A letter from Blount County District Attorney Pamela Casey to Blount County Coroner John Mark Vaughn has led to a civil suit in Blount County Circuit Court.

The Feb. 10 letter from Casey outlines to Vaughn the procedure for handling a body at a potential crime scene. She states that “no tests, biopsies, or samples shall be taken from or performed on a body prior to its arrival at the Alabama Department of Forensic Sciences. If the District Attorney approves an autopsy request, the body must arrive at the Alabama Department of Forensics in the exact same manner as it was at the time the body was removed from the potential crime scene.”

“Filing a lawsuit was not my choice,” said Vaughn, “but I owe a duty to the people of Blount County to make sure that the Coroner they elected remains free and independent.

“Recent actions by Blount County DA Pamela Casey have left me no choice but to seek legal relief from Ms. Casey’s illegal efforts to control the Coroner’s Office, and dictate how I do my job as Blount County Coroner.”

Casey cites state law in her letter that clarifies the coroner’s authority. From an opinion from the Attorney General’s office to the Eufaula city attorney dated Nov. 26, 1991, (A.G. No. 92-00070) “…While the coroner must work closely in conjunction and cooperation with other law enforcement officials who are investigating the crime scene, his authority is secondary to that of the district attorney and the law enforcement officials who are investigating the crime for the district attorney. The coroner must defer to the requests or orders of the district attorney and those law enforcement officials who are investigating the crime scene. The coroner may not move the body or otherwise disturb the crime scene until the district attorney or his law enforcement officials have indicated to him that to do so would not disrupt their investigation. To rule otherwise would create the possibility that the movement of the body would destroy evidence, prevent accurate investigation, or compromise the crime scene.”

Stan Glasscox, Vaughn’s attorney, said in a statement, “Ms. Casey’s letter is, plain and simple, an illegal and unconstitutional power grab. Ms. Casey was elected the Blount County District Attorney, not the Blount County Coroner; a fact she apparently forgot when she wrote her letter. If she wanted to be Coroner she should have run for the job.”

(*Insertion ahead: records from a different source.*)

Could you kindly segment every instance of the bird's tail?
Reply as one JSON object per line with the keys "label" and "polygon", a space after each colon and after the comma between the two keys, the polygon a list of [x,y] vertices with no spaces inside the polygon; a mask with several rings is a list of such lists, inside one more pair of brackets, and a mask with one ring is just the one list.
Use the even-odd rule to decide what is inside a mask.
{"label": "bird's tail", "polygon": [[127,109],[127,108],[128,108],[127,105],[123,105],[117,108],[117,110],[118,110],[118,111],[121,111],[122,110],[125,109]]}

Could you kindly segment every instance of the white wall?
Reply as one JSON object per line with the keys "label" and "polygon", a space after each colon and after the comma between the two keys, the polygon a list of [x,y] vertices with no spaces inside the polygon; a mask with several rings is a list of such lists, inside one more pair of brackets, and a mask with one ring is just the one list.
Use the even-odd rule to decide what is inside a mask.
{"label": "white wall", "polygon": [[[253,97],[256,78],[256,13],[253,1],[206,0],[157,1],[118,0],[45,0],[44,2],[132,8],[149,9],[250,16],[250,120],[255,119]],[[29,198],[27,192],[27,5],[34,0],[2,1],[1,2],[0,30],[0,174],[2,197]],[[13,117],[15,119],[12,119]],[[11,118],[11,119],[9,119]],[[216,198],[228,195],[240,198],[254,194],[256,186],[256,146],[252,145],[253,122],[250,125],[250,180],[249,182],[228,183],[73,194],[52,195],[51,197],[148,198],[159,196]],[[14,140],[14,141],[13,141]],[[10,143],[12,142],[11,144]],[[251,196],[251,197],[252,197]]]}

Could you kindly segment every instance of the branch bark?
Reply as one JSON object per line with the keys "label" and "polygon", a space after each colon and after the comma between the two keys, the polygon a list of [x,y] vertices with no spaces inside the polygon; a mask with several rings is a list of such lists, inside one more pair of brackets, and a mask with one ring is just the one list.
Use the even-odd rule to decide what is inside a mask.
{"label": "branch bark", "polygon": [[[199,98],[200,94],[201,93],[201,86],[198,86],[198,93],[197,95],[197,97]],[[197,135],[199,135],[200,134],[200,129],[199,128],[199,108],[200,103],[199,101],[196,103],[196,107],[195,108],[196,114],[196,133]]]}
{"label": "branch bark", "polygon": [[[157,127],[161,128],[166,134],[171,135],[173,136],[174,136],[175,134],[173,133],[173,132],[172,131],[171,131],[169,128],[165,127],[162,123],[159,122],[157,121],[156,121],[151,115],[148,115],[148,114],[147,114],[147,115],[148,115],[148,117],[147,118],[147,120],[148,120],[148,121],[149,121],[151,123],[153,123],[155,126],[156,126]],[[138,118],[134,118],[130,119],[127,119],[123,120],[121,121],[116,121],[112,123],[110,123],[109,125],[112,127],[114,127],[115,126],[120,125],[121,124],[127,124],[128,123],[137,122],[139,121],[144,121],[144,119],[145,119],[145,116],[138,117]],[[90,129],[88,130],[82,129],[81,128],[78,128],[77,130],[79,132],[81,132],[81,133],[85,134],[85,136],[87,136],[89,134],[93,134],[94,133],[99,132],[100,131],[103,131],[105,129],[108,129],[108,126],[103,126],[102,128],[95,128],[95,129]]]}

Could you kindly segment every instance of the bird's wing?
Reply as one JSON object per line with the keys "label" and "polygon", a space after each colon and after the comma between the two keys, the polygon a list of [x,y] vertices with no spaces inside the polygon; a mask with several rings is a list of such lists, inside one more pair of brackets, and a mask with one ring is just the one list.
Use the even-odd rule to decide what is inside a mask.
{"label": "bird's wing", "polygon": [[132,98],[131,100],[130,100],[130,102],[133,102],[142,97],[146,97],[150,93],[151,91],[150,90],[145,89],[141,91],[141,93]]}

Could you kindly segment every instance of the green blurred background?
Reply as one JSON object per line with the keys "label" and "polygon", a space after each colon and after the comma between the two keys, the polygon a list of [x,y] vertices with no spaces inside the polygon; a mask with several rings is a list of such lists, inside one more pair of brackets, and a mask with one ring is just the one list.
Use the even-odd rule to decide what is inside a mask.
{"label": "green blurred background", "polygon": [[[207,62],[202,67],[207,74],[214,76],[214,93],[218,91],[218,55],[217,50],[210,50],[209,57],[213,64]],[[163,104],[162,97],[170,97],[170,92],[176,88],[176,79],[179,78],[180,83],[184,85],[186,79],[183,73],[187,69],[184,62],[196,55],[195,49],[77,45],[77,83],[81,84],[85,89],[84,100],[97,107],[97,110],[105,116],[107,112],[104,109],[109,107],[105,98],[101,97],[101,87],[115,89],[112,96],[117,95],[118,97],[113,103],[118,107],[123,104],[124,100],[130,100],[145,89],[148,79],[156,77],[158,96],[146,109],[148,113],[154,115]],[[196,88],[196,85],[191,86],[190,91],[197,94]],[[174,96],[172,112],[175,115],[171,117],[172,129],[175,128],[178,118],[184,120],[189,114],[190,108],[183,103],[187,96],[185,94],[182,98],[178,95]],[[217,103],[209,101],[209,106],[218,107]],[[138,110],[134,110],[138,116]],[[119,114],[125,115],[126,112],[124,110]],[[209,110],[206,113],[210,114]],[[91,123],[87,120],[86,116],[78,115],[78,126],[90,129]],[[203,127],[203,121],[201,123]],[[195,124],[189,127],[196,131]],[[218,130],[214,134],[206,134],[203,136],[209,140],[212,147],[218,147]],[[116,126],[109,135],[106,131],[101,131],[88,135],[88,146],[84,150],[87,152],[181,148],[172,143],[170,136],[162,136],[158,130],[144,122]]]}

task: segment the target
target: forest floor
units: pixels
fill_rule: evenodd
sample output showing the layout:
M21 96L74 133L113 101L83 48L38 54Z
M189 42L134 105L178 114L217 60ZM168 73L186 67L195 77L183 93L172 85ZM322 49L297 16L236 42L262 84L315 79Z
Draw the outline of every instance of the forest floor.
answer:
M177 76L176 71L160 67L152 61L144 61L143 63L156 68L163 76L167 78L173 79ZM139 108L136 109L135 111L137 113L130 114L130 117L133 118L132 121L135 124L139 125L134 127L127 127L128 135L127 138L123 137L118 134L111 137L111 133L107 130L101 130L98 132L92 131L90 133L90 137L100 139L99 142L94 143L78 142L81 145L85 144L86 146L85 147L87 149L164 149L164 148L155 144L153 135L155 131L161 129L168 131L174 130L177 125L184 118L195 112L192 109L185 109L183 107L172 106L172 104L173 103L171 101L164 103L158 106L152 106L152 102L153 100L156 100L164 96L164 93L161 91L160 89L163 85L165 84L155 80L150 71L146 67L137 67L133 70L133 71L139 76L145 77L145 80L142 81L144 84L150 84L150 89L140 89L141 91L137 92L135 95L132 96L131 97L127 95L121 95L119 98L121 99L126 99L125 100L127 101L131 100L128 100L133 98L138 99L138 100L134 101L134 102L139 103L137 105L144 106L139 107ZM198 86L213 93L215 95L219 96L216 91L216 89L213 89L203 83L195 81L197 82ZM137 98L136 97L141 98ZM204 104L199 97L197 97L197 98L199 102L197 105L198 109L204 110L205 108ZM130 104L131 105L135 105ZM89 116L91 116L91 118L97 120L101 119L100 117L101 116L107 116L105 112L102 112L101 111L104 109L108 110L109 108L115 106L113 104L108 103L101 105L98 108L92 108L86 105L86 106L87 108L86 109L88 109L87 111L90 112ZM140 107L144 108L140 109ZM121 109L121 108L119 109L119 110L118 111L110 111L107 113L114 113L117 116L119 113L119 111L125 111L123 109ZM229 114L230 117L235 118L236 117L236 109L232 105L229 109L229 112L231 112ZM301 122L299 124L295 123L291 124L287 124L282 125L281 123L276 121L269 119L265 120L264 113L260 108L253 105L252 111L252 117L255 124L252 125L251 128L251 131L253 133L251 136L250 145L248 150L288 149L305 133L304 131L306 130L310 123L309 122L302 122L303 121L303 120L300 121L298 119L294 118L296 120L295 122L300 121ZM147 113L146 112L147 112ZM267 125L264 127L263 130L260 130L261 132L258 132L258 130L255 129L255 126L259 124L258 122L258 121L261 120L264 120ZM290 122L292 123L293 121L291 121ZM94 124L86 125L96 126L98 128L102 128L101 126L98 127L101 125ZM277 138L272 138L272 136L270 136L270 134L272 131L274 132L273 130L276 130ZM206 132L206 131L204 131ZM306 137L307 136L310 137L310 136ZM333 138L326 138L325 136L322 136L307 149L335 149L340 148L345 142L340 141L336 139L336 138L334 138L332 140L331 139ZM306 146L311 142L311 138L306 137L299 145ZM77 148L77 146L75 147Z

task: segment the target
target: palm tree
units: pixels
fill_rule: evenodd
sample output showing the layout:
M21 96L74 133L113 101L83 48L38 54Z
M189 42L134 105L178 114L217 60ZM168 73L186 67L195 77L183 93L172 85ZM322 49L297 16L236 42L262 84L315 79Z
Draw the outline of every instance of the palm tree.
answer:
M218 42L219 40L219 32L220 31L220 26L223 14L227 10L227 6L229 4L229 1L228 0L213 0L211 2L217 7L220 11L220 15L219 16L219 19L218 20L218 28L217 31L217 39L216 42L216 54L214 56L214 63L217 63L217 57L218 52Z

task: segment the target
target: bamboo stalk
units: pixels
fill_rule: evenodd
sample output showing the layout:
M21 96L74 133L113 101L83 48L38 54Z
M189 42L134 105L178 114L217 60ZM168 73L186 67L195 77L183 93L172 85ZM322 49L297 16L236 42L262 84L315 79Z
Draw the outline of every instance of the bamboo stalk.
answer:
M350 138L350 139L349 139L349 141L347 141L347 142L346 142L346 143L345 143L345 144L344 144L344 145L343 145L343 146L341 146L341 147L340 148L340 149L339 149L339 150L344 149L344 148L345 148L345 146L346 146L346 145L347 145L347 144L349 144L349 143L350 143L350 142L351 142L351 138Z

Vaughn’s lawsuit asks that a judge declare the letter is “not grounded upon any authority granted or given to her as Blount County District Attorney and that any and all efforts by Casey to exercise any supervisorial authority or control over Vaughn are utterly inconsistent with, and a violation of, the doctrine of separation of powers.”

Casey had not yet seen the lawsuit Monday night. She said in a statement to al.com, “Based on numerous circumstances surrounding instances occurring with the Blount County Coroner, I took this step (of sending the letter) to protect the interests of all Blount Countians. All other details and any further information, will need to come from the Alabama Attorney General’s Office, who will be defending this lawsuit.”